Many of us could plan with a lot more certainty if we knew what the next digital revolution will be and what it will enable us to do. Will the functionality and global connection continue to grow and become more ubiquitous and powerful? Or will there be a tipping point that takes a completely new direction? How can we best prepare to embrace what comes next?
A huge amount of research has been reported over the years on the effects of each new wave of technologies but only looking back to what has already happened. Some of us who have been in this game for decades have some knowledge on which to base predictions of the future. Although we may come up with different future scenarios it could be productive to compare these, work through their implications and speculate on the planning necessary to respond in beneficial ways.
Plans for the workshop
On October 3, 2014 we plan to bring together researchers, practitioners, policy and decision makers to share ideas, brainstorm and formulate responses to possible future scenarios that will affect decision makers in community planning, local and state governments’ emergency and disaster management, and adaption to the consequence of climate change.

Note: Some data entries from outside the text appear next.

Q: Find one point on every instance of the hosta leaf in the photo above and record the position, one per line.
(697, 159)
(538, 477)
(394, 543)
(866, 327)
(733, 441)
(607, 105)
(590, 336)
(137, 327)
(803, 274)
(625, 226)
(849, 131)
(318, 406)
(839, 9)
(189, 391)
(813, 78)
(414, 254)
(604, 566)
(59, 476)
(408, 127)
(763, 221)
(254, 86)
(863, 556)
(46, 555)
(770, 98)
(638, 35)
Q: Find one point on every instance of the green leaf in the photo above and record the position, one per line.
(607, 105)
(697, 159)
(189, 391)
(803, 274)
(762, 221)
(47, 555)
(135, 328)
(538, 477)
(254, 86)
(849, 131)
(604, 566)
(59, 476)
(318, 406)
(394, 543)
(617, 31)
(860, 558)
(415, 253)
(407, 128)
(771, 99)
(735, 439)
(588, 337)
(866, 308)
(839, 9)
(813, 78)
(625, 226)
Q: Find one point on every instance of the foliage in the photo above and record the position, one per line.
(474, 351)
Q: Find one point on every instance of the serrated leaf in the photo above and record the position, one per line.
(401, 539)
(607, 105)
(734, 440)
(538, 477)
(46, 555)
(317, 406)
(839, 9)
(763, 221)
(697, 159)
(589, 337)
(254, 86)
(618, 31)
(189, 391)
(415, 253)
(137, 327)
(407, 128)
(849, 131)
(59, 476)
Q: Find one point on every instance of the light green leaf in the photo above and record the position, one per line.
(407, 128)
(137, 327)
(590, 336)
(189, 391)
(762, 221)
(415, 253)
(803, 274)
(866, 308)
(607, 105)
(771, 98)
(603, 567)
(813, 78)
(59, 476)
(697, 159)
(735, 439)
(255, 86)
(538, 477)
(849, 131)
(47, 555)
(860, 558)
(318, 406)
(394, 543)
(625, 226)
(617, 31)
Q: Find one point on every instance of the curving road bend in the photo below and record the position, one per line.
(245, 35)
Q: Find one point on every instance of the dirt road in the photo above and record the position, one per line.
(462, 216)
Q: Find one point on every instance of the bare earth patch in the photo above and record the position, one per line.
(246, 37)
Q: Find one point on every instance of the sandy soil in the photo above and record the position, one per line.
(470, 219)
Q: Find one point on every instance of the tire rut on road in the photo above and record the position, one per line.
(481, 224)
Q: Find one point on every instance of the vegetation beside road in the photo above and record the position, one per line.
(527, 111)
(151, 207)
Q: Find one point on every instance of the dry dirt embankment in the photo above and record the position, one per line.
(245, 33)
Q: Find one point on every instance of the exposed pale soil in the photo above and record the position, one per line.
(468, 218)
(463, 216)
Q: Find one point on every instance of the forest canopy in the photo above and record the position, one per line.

We will be fortunate to have a visit from Prof Bonnie Nardi from the University of California, Irvine. Bonnie is an anthropologist and internationally respected expert in the way digital technologies emerge and impact our lives. She will talk about her prediction that one possible future could involve collapse informatics where, either over time or due to a sudden catastrophic event, the rich communications and coordination we now enjoy on the Internet may severely degrade. Other researchers will present contrasting scenarios where we are able to use mobile, interconnected digital technologies to greatly expand what we can do now.
Outputs
A report to government and relevant organisations and follow up meetings.